Di antara beberapa pengrajin itu, tampak seorang pria sedang duduk mengawasi pembuatan rebana. Dia tak lain adalah Wartono, pemilik mebel yang memproduksi alat rebana itu. Pengawasan itu terus ia lakukan demi menjaga kualitas dari mulai awal hingga menjadi sebuah produk siap jual.

Selama mengawasi pekerja, Wartono sudi berbagi cerita tentang usaha yang sudah berjalan kurang lebih 10 tahun itu. Di tempat itu, pihaknya bisa memproduksi hingga 4.000 unit dalam sebulan. Sementara dalam pembuatan satu set alat musik rebana habsyi berisi hadrah, bass, kaprak, bas tum, dan darbuka, membutuhkan waktu selama dua pekan.
Baca juga: Beduk dan Rebana Buatan Sugiharto Unggulkan Kualitas Suara dan Tahan Lama
“Produksi alat musik hadrah semua dilakukan di sini, mulai dari pemilihan kayu, pemotongan kayu, pembubutan rebana, pengukiran, hingga finishing. Biar saya tahu kualitas barang yang akan keluar,” terangnya saat ditemui, beberapa waktu lalu.
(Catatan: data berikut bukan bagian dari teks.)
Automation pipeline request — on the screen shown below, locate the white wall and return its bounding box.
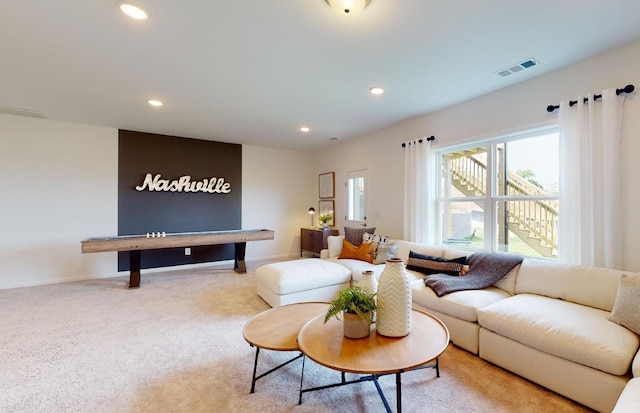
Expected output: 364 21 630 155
242 145 318 259
0 115 118 288
316 38 640 271
0 115 317 288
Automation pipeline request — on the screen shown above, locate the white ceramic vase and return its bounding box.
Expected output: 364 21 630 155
376 258 411 337
359 270 378 322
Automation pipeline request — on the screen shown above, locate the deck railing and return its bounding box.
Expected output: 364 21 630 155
450 156 558 257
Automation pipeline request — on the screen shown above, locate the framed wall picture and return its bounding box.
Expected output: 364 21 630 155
318 199 335 227
318 172 336 199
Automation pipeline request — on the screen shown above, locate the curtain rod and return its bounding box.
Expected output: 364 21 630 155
547 85 635 113
402 135 436 148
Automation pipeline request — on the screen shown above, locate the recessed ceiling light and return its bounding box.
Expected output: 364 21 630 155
120 3 149 20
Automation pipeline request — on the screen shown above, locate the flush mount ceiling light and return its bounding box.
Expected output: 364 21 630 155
325 0 371 17
120 3 149 20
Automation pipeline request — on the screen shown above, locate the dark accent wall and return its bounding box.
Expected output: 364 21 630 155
118 130 242 271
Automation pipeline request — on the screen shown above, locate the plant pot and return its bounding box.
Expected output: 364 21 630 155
342 313 370 338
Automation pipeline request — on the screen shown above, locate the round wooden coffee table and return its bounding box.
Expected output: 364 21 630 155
242 302 329 393
298 309 449 412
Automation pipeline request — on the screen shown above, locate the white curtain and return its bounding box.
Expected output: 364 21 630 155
558 89 625 269
403 139 437 244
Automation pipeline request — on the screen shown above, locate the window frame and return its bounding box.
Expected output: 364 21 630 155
435 124 560 258
344 169 367 227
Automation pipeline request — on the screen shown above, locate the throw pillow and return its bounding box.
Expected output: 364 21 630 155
338 240 373 264
344 227 376 247
373 242 398 264
609 274 640 334
407 251 467 275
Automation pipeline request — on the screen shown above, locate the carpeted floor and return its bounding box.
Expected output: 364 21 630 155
0 263 590 413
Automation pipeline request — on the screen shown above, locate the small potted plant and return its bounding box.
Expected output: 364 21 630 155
324 287 377 338
318 212 331 228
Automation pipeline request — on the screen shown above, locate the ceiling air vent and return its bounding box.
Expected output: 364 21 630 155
495 58 540 77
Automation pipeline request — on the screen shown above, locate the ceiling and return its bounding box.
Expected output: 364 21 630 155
0 0 640 151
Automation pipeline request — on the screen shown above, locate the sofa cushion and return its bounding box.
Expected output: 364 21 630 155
344 227 376 247
338 239 374 264
373 241 398 264
516 258 622 311
407 251 467 275
609 274 640 334
493 258 526 295
478 294 640 375
411 280 510 323
325 257 384 282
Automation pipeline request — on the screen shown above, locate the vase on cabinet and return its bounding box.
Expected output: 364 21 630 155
376 258 411 337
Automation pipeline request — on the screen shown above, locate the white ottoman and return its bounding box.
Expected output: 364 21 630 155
256 258 351 307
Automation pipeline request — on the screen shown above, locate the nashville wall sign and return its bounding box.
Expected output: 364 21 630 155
136 174 231 194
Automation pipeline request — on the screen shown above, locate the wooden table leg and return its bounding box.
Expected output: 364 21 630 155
233 242 247 274
129 250 140 288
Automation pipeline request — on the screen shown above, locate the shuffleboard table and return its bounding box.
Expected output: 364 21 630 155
81 229 273 288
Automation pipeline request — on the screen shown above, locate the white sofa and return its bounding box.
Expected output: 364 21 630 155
321 236 640 412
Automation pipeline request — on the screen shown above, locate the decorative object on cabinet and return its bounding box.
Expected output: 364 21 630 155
309 207 316 227
318 199 335 227
300 227 339 257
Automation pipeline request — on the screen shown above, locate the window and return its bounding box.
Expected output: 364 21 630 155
345 170 367 227
438 128 559 258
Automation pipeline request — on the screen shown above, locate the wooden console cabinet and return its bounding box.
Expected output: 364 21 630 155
300 227 339 257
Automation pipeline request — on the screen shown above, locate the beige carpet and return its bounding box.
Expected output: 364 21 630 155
0 263 590 413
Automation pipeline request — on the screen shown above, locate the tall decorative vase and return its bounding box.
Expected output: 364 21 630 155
376 258 411 337
359 270 378 321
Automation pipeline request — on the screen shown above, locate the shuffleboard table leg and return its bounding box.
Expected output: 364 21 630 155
129 250 140 288
233 242 247 274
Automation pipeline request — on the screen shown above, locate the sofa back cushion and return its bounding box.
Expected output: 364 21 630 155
516 258 622 311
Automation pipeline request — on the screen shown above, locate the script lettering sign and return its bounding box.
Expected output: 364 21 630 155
136 174 231 194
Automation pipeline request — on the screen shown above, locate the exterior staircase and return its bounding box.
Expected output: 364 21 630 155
451 151 558 258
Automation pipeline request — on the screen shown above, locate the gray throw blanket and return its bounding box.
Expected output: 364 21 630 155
424 252 523 297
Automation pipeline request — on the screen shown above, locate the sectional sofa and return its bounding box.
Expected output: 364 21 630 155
321 236 640 413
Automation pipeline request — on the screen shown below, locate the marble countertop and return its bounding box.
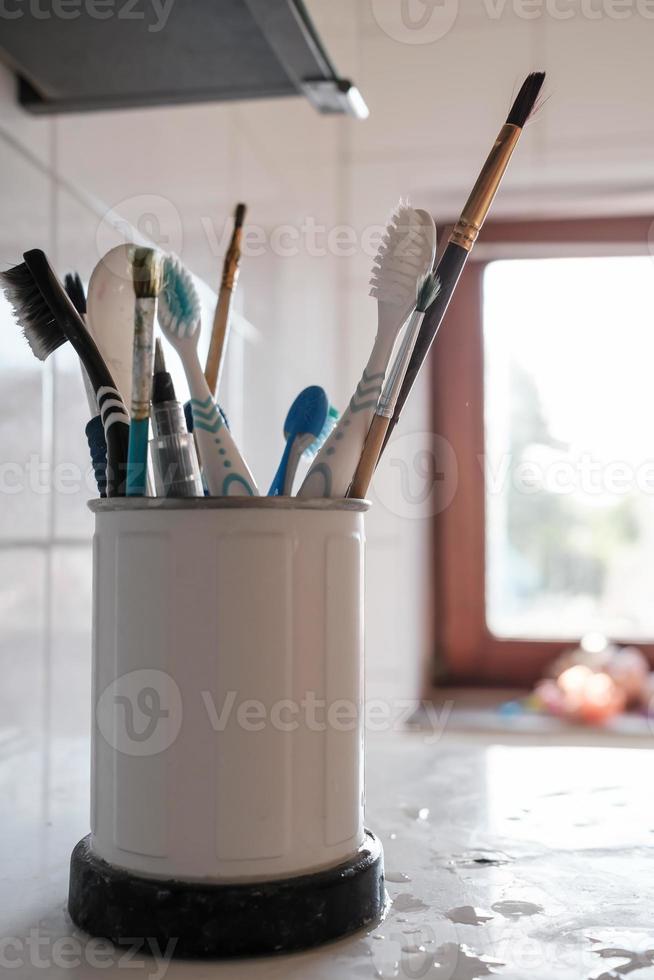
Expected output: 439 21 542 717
0 732 654 980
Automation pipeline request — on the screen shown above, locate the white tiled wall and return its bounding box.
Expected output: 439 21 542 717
0 53 438 771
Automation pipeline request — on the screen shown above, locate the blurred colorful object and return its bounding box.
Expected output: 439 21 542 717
530 633 654 725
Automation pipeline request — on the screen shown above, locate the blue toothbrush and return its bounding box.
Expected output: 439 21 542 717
268 385 338 497
127 248 160 497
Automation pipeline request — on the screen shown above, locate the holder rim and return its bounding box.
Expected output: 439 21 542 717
86 497 370 514
68 830 385 958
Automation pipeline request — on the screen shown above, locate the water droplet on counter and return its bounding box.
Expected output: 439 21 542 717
384 871 411 885
491 899 545 919
393 892 429 912
402 943 425 953
435 943 505 980
448 848 513 868
375 960 400 980
445 905 493 926
404 806 429 820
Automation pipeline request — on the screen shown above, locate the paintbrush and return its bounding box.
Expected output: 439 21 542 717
347 272 440 500
382 72 545 452
204 204 245 395
0 248 129 497
127 247 161 497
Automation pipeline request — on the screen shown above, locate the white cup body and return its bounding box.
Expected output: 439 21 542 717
91 498 366 882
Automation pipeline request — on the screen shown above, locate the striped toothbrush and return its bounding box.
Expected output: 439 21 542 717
158 255 259 497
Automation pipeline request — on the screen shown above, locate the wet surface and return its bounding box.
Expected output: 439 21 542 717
0 733 654 980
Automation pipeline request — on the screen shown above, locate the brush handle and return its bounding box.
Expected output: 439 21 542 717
23 248 129 497
204 286 234 395
380 242 470 455
84 415 107 497
127 418 150 497
282 432 317 497
183 344 259 497
298 330 397 497
268 437 295 497
347 415 390 500
127 296 157 497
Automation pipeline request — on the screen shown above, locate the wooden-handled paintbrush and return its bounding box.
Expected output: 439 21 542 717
382 72 545 452
204 204 245 395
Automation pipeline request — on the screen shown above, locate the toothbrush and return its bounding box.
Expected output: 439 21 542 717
384 71 545 454
0 248 129 497
127 248 161 497
150 337 204 497
64 272 107 497
268 385 338 497
159 255 259 497
348 272 440 500
204 204 246 395
86 242 143 416
298 201 436 497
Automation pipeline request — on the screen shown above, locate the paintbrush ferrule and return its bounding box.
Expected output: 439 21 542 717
220 228 242 289
449 123 522 252
132 296 157 420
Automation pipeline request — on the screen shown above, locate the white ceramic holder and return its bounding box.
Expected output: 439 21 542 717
69 497 384 956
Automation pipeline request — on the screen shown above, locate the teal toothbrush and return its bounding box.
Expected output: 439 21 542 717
268 385 338 497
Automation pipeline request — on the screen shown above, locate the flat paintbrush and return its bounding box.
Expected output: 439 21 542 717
204 204 245 395
127 248 160 497
382 72 545 452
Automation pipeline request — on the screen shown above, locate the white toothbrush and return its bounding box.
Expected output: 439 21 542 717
86 249 140 407
298 201 436 497
158 255 259 497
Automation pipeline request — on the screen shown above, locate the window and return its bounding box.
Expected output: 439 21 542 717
434 220 654 683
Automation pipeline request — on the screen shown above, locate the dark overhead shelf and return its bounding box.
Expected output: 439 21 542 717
0 0 367 118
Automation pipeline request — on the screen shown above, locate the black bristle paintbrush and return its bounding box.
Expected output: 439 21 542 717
0 248 129 497
382 71 545 451
64 272 107 497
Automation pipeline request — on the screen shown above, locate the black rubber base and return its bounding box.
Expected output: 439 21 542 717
68 831 384 957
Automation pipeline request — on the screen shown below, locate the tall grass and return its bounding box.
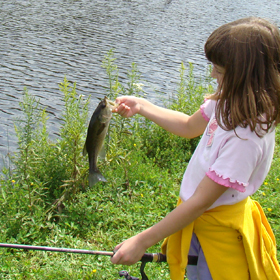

Menurutnya, yang paling banyak dipesan kastemer adalah rebana hadroh habsyi (versi Habib Syech) yang setiap bulannya bisa terjual 50 set.
“Saat ini yang rame itu habsyi. Sebulan saya bisa melayani penjualan 50 set. Apalagi Bulan Rajab dan Maulud itu biasanya ramai-ramainya orderan,” ujarnya.
Baca juga: Pengrajin Rebana dan Beduk H Zaini di Demak Ini Sudah Tembus Pasar Asia Tenggara
Alat musik hadroh wartono dijual dengan harga bervariasi. Untuk satu set rebana hadroh habsyi mulai dari Rp4 juta hingga puluhan juta. Harga juga bisa menyesuaikan permintaan, mulai jenis, bahan dan ukiran.
“Penjualan paling rame itu ke daerah Jawa Timur, Jakarta, dan Bumiayu. Kalau yang dari luar Jawa itu Kalimantan dan Lampung,” beber Wartono.